Monday, November 26, 2012

Three Steps to a Better Executive Team

By Virgil R. Carter

Many non-profit organizations and their CEOs depend on a staff executive team to help lead the non-profit to be a consistently successful organization.  The day of a “one person” leadership team, in most organizations, is long gone.  Are there ways for the executive team to function better?  According to an article in McKinsey Quarterly, authored by Michiel Knuyt, Judy Malan and Rachel Tuffield, “few teams function as well as they could”.  The authors write that there are three important steps that can be taken for more effective executive teams.  Consider the following:

--Get the right people on the team…and the wrong ones off:  Remember the advice to “get the right people on the bus”?  The matching critical ingredient is to help the “wrong” people find a new and different opportunity that more closely fits their capabilities. CEOs are responsible for selecting the staff executive team.  The authors note that this responsibility “…typically requires conscious attention and courage from the CEO, otherwise, the top team can under deliver for an extended period of time.”  Without the right people, the executive team’s performance will be limited.

--Ensure the team works on only what it can do:  The purpose and focus of the top staff team is critical.  It’s up to the CEO to communicate the purpose and focus of the executive team, and to closely monitor the team’s adherence to the purpose and focus.  Like committees everywhere, left alone the team will look for things to do that seem interesting and that justify the team’s existence. Thus, purpose and focus must be carefully drawn and matched to the unique needs of the nonprofit organization.  Often, projects with critical cross-functional or cross regional programs provide valuable work for the top team.

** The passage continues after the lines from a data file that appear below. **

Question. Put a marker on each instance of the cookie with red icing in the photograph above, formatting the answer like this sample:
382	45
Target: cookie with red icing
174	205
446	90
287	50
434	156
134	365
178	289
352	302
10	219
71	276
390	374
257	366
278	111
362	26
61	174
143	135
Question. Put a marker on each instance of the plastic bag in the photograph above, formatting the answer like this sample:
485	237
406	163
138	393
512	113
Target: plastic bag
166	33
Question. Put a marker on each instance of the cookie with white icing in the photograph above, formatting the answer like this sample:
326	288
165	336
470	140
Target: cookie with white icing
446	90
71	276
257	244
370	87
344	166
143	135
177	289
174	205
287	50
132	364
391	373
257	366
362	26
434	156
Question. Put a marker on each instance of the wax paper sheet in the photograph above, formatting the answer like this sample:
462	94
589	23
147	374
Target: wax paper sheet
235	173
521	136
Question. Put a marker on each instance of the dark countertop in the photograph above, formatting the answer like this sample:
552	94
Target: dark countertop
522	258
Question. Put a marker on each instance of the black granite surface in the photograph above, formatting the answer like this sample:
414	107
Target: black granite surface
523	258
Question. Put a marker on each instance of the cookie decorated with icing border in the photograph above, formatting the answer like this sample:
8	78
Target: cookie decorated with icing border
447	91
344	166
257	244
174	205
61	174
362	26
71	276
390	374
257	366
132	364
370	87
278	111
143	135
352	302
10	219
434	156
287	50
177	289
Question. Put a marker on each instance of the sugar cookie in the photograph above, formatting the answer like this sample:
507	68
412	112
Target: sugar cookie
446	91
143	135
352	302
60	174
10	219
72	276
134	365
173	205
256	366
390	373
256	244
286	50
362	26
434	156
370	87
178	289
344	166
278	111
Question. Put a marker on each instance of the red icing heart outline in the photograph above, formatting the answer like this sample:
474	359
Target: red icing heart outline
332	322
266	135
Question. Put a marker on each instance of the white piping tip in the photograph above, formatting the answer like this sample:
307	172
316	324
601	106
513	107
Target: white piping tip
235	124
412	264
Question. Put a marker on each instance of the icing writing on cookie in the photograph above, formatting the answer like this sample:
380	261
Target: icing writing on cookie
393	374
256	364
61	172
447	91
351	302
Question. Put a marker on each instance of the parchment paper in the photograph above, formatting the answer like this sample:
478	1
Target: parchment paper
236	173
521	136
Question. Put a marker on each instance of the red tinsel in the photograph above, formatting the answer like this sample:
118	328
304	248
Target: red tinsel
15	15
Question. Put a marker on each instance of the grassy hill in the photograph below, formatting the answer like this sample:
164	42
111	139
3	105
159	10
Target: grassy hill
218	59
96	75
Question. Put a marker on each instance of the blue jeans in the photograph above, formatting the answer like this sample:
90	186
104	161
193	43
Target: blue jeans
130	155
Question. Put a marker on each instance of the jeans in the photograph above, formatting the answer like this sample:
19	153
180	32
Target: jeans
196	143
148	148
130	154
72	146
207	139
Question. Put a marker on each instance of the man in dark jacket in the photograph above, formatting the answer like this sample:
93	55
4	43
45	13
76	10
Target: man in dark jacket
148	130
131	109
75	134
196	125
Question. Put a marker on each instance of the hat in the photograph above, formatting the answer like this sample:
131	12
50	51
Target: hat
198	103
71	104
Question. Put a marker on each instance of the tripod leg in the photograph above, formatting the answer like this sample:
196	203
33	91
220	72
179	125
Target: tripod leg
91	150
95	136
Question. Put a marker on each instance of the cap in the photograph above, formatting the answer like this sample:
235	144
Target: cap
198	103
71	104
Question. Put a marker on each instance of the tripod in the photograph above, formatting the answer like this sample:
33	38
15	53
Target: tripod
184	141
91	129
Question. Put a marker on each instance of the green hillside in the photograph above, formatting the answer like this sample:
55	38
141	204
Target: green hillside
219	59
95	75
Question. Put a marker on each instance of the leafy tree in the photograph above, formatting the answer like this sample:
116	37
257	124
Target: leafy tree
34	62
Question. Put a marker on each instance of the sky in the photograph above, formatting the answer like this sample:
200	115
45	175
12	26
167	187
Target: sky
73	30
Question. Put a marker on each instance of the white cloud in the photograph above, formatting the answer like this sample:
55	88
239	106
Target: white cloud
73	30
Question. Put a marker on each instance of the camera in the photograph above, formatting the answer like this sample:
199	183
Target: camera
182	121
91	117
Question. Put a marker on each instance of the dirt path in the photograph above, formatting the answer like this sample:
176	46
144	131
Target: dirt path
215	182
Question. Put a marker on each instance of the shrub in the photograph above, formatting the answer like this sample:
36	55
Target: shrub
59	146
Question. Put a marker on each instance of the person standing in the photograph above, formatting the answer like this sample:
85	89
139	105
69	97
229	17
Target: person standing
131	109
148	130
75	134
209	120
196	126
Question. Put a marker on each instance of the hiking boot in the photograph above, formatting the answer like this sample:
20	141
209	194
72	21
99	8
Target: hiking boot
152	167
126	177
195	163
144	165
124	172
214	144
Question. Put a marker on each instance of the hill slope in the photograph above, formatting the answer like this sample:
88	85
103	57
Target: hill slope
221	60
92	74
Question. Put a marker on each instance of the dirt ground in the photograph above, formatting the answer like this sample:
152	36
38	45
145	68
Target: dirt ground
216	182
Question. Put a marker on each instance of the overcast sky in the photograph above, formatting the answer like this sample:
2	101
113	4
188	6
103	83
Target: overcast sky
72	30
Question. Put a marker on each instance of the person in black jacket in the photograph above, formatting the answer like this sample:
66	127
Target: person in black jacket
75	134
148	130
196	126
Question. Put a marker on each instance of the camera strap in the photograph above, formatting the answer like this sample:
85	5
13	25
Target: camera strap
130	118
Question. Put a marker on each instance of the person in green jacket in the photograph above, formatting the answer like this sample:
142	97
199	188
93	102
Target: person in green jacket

--Keep team dynamics and processes positive and productive:  CEOs must give “unrelenting attention” to the productive collaboration of the top staff executive team.  It is all too common for executive teams to become dysfunctional over opposing priorities, entrenched thinking, competitive views, and the like.  CEOs must lead their executive teams, setting the example and addressing the dynamics of their team, while dealing with concrete business issues.